La Insulo de la Rozoj

A proposito di esperanto, questa lingua è stata in almeno un caso lingua ufficiale di un'entità proclamatasi sovrana. Ricordavo di aver letto dell'indipendenza di un'isolotto artificiale 400 m. fuori dalle acque territoriali italiane. Il nuovo stato si chiamava Insulo de la Rozoj (Isola delle Rose) e, indipendente per 55 giorni a partire dal 24 giugno 1968, aveva adottato l'esperanto come lingua nazionale.

L'italia, avvedutasi delle aspirazioni indipendentiste della piattaforma, e ritenendo che tutto fosse solo un espediente per aprire un casinò e non pagare il fisco, invase la Repubblica dell'Isola delle Rose con una forza armata di quattro carabinieri, accompagnati da alcuni funzionari delle imposte. L'anno successivo la Marina Militare Italiana distrusse la piattaforma con delle cariche di esplosivo.

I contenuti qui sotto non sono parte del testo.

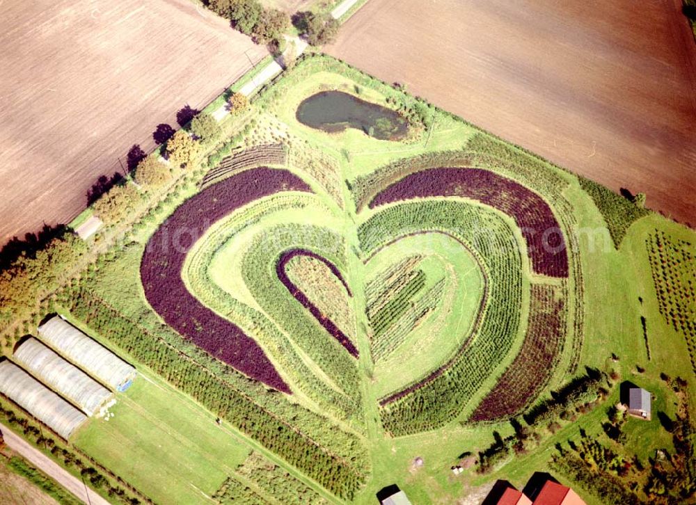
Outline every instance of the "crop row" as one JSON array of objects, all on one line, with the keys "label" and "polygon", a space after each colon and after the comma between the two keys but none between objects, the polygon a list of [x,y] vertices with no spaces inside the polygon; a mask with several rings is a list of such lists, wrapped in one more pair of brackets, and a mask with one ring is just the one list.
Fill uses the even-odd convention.
[{"label": "crop row", "polygon": [[242,259],[244,283],[262,310],[346,395],[360,404],[356,360],[278,280],[279,259],[299,245],[345,268],[345,241],[341,236],[320,227],[276,225],[253,237]]},{"label": "crop row", "polygon": [[474,134],[466,143],[466,150],[470,152],[474,166],[487,168],[477,161],[483,158],[482,154],[491,157],[495,161],[490,164],[504,168],[512,177],[545,195],[560,195],[568,186],[568,182],[536,154],[487,134]]},{"label": "crop row", "polygon": [[[183,272],[187,286],[205,305],[234,321],[253,335],[271,355],[274,362],[288,377],[293,387],[300,389],[323,411],[339,419],[359,420],[359,406],[353,398],[326,384],[309,368],[288,337],[262,312],[244,303],[221,288],[209,271],[216,251],[239,234],[260,225],[267,218],[290,209],[316,210],[317,199],[310,194],[278,193],[258,200],[225,219],[224,225],[206,234],[205,243],[189,253]],[[323,264],[322,264],[323,266]],[[341,289],[345,289],[337,280]],[[345,291],[344,291],[345,292]]]},{"label": "crop row", "polygon": [[323,261],[298,256],[288,262],[285,271],[295,285],[302,287],[322,314],[346,335],[355,335],[355,314],[349,300],[349,291]]},{"label": "crop row", "polygon": [[258,452],[252,453],[235,472],[284,505],[322,505],[326,500]]},{"label": "crop row", "polygon": [[200,182],[200,186],[206,188],[245,168],[266,165],[285,165],[287,157],[285,147],[283,144],[255,145],[223,159],[217,166],[205,174]]},{"label": "crop row", "polygon": [[425,273],[422,270],[413,271],[413,275],[398,291],[390,291],[384,305],[370,317],[374,337],[379,338],[394,324],[406,311],[413,298],[425,287]]},{"label": "crop row", "polygon": [[646,239],[658,307],[686,341],[696,372],[696,255],[689,242],[656,230]]},{"label": "crop row", "polygon": [[380,272],[376,278],[370,281],[365,289],[365,312],[368,318],[374,317],[394,294],[416,275],[413,268],[420,261],[420,258],[418,255],[404,258]]},{"label": "crop row", "polygon": [[364,481],[369,463],[358,463],[366,454],[356,435],[232,369],[217,371],[215,360],[159,338],[92,289],[77,294],[71,312],[96,332],[329,491],[349,497]]},{"label": "crop row", "polygon": [[510,216],[527,243],[534,271],[551,277],[568,276],[565,241],[548,204],[524,186],[490,170],[432,168],[411,174],[381,191],[370,207],[437,196],[471,198]]},{"label": "crop row", "polygon": [[[487,239],[475,230],[489,230]],[[513,230],[498,213],[464,202],[425,200],[391,206],[358,229],[365,253],[394,237],[445,233],[470,252],[484,273],[484,295],[471,332],[436,369],[380,401],[383,423],[394,435],[438,428],[456,418],[509,352],[522,305],[522,258]]]},{"label": "crop row", "polygon": [[152,236],[141,264],[141,279],[148,301],[167,324],[248,376],[290,393],[258,344],[200,303],[181,277],[189,250],[214,223],[283,191],[310,188],[287,170],[263,168],[242,172],[198,193],[177,208]]},{"label": "crop row", "polygon": [[295,142],[302,142],[299,139],[292,139],[292,142],[290,164],[308,174],[324,188],[338,207],[344,208],[343,179],[338,161],[329,154],[304,143],[295,147]]},{"label": "crop row", "polygon": [[300,305],[304,307],[307,310],[310,312],[314,319],[322,325],[324,330],[326,330],[329,335],[331,335],[333,338],[338,341],[338,342],[345,348],[350,354],[355,358],[358,358],[358,348],[355,346],[355,344],[351,342],[350,338],[343,331],[336,326],[336,324],[331,321],[331,318],[323,314],[319,307],[315,305],[310,298],[305,294],[305,292],[302,290],[302,288],[296,286],[292,280],[290,280],[290,277],[287,275],[287,272],[286,271],[286,266],[287,263],[291,261],[293,258],[305,256],[310,258],[313,258],[314,259],[317,259],[327,267],[329,267],[329,271],[331,274],[338,279],[343,287],[345,288],[346,291],[348,292],[349,296],[352,296],[353,295],[350,292],[350,288],[348,287],[348,284],[346,282],[345,280],[343,278],[343,275],[341,275],[340,271],[336,268],[336,266],[331,263],[330,261],[326,258],[323,258],[315,252],[313,252],[310,250],[306,249],[290,249],[285,251],[280,255],[280,257],[278,259],[278,263],[276,264],[276,275],[278,275],[278,280],[283,283],[283,285],[287,288],[287,291],[290,292],[293,298],[299,302]]},{"label": "crop row", "polygon": [[520,413],[548,383],[566,334],[564,288],[532,285],[527,333],[519,353],[470,420],[494,421]]},{"label": "crop row", "polygon": [[375,362],[386,358],[403,344],[409,334],[437,308],[442,300],[446,283],[445,278],[438,280],[412,303],[398,321],[379,337],[375,336],[372,339],[370,347]]}]

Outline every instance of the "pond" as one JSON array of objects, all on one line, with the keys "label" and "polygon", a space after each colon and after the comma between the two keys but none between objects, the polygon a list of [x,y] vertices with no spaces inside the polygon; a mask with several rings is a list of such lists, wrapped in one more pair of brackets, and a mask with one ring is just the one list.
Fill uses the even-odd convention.
[{"label": "pond", "polygon": [[329,133],[356,128],[381,141],[406,136],[408,122],[397,112],[342,91],[322,91],[297,107],[297,120]]}]

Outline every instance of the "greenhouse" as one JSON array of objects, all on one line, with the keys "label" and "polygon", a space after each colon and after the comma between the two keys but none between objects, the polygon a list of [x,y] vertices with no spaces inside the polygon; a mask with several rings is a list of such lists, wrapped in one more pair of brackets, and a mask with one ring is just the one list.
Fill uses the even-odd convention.
[{"label": "greenhouse", "polygon": [[111,396],[111,392],[33,337],[17,346],[15,362],[88,416]]},{"label": "greenhouse", "polygon": [[44,342],[111,389],[125,391],[135,369],[58,316],[39,326]]},{"label": "greenhouse", "polygon": [[13,363],[0,361],[0,392],[65,439],[87,416]]}]

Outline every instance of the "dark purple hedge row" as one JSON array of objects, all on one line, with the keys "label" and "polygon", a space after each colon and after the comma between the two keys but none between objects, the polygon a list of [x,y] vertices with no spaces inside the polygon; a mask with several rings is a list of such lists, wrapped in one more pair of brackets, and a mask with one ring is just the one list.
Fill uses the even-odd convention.
[{"label": "dark purple hedge row", "polygon": [[348,296],[352,296],[353,294],[351,293],[350,288],[348,287],[348,283],[346,282],[345,280],[343,278],[343,275],[341,275],[340,271],[335,265],[326,258],[324,258],[306,249],[290,249],[290,250],[287,250],[280,255],[280,257],[278,259],[278,263],[276,264],[276,273],[278,275],[278,278],[280,279],[280,282],[283,282],[283,284],[287,288],[287,290],[290,291],[290,294],[294,297],[295,300],[299,301],[301,304],[302,304],[303,307],[309,310],[312,315],[314,316],[314,318],[319,321],[319,323],[321,324],[322,326],[323,326],[324,328],[333,337],[333,338],[338,340],[340,344],[351,353],[351,355],[358,358],[358,349],[355,345],[354,345],[353,342],[351,342],[348,336],[341,331],[333,321],[324,315],[322,313],[322,311],[319,310],[319,307],[314,305],[307,295],[306,295],[299,287],[296,286],[287,276],[287,273],[285,271],[285,266],[287,264],[288,262],[296,256],[308,256],[309,257],[318,259],[324,263],[324,264],[328,266],[331,271],[331,273],[333,273],[340,281],[341,281],[341,284],[343,284],[346,291],[348,291]]},{"label": "dark purple hedge row", "polygon": [[527,242],[534,271],[550,277],[568,276],[566,243],[551,207],[530,189],[490,170],[431,168],[417,172],[380,192],[370,207],[436,196],[471,198],[512,216]]},{"label": "dark purple hedge row", "polygon": [[290,172],[267,168],[207,188],[184,202],[155,232],[140,270],[148,301],[168,325],[221,361],[288,394],[290,387],[258,344],[198,301],[187,289],[181,270],[191,246],[216,221],[259,198],[290,191],[311,190]]},{"label": "dark purple hedge row", "polygon": [[495,421],[516,415],[548,383],[565,337],[564,298],[555,286],[532,284],[529,323],[522,348],[470,420]]}]

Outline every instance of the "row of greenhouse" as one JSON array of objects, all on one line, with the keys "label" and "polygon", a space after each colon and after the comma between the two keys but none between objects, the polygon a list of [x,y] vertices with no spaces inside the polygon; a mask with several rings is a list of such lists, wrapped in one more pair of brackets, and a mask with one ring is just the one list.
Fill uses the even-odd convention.
[{"label": "row of greenhouse", "polygon": [[59,316],[0,361],[0,393],[68,439],[136,376],[135,369]]}]

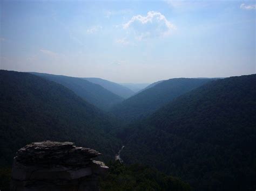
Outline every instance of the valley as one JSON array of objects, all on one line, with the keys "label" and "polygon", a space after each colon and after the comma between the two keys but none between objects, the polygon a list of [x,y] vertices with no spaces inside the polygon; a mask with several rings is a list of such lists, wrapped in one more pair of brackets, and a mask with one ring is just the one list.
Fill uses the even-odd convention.
[{"label": "valley", "polygon": [[[219,190],[255,186],[255,75],[165,80],[102,110],[81,94],[84,79],[0,73],[2,167],[26,144],[65,140],[97,149],[105,162],[156,168],[197,190],[216,181]],[[93,84],[98,99],[114,95]]]}]

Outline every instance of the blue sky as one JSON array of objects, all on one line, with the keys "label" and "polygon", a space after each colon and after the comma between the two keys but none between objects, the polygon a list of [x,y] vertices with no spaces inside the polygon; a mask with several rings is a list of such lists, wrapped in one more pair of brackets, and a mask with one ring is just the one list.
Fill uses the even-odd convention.
[{"label": "blue sky", "polygon": [[1,69],[142,83],[256,72],[255,1],[0,4]]}]

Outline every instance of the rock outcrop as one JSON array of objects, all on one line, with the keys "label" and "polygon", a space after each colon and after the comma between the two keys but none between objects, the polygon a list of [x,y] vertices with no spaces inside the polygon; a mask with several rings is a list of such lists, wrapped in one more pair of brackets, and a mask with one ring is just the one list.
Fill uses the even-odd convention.
[{"label": "rock outcrop", "polygon": [[108,167],[100,155],[73,143],[45,141],[21,148],[14,158],[11,190],[98,190],[98,178]]}]

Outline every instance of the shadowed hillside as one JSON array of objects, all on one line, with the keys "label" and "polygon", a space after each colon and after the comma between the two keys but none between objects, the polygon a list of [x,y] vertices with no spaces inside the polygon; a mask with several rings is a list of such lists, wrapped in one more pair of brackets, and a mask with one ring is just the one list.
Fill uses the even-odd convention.
[{"label": "shadowed hillside", "polygon": [[62,85],[33,74],[0,70],[0,164],[17,150],[45,140],[74,142],[113,159],[116,122]]},{"label": "shadowed hillside", "polygon": [[185,78],[165,80],[124,100],[111,110],[128,122],[145,117],[173,98],[212,80]]},{"label": "shadowed hillside", "polygon": [[123,100],[122,97],[103,87],[79,77],[37,73],[31,74],[64,86],[84,100],[103,110],[107,110]]},{"label": "shadowed hillside", "polygon": [[232,77],[177,98],[126,130],[121,157],[181,177],[197,190],[255,189],[255,84],[256,75]]},{"label": "shadowed hillside", "polygon": [[89,82],[99,84],[112,93],[123,97],[127,98],[134,94],[134,92],[128,88],[118,83],[103,80],[97,77],[83,77]]}]

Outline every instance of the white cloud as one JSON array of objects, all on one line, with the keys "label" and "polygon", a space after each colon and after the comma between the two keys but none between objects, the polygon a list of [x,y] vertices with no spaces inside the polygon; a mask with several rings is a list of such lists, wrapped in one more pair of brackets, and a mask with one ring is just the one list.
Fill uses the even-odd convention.
[{"label": "white cloud", "polygon": [[86,32],[89,34],[93,34],[101,30],[102,29],[102,26],[101,26],[100,25],[95,25],[95,26],[92,26],[90,29],[88,29]]},{"label": "white cloud", "polygon": [[120,44],[123,45],[133,45],[133,43],[129,41],[126,38],[116,40],[116,43],[117,44]]},{"label": "white cloud", "polygon": [[164,0],[164,1],[175,8],[182,7],[188,3],[183,0]]},{"label": "white cloud", "polygon": [[51,57],[56,58],[59,56],[59,54],[45,49],[41,49],[40,52]]},{"label": "white cloud", "polygon": [[112,16],[117,16],[120,15],[126,15],[131,13],[132,11],[130,9],[123,9],[118,11],[107,11],[105,12],[105,17],[110,18]]},{"label": "white cloud", "polygon": [[135,38],[139,40],[153,36],[166,36],[176,29],[164,15],[155,11],[148,12],[145,17],[140,15],[134,16],[123,25],[125,30],[131,27],[136,34]]},{"label": "white cloud", "polygon": [[246,5],[244,3],[242,3],[241,5],[240,5],[240,8],[242,9],[256,9],[256,4],[254,5]]}]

Qui ci sono degli articoli sull'Isola delle Rose:

http://en.wikipedia.org/wiki/Republic_of_Rose_Island
http://eo.wikipedia.org/wiki/Insulo_de_la_Rozoj

L'Isola delle Rose emise alcuni francobolli; alcuni sono stampigliati milita itala okupado (occupazione militare italiana); l'ultima serie fu emessa dal suo governo in esilio, e commemora la distruzione della piattaforma ad opera delle forze armate italiane. Di seguito degli articoli di filatelia sull'argomento.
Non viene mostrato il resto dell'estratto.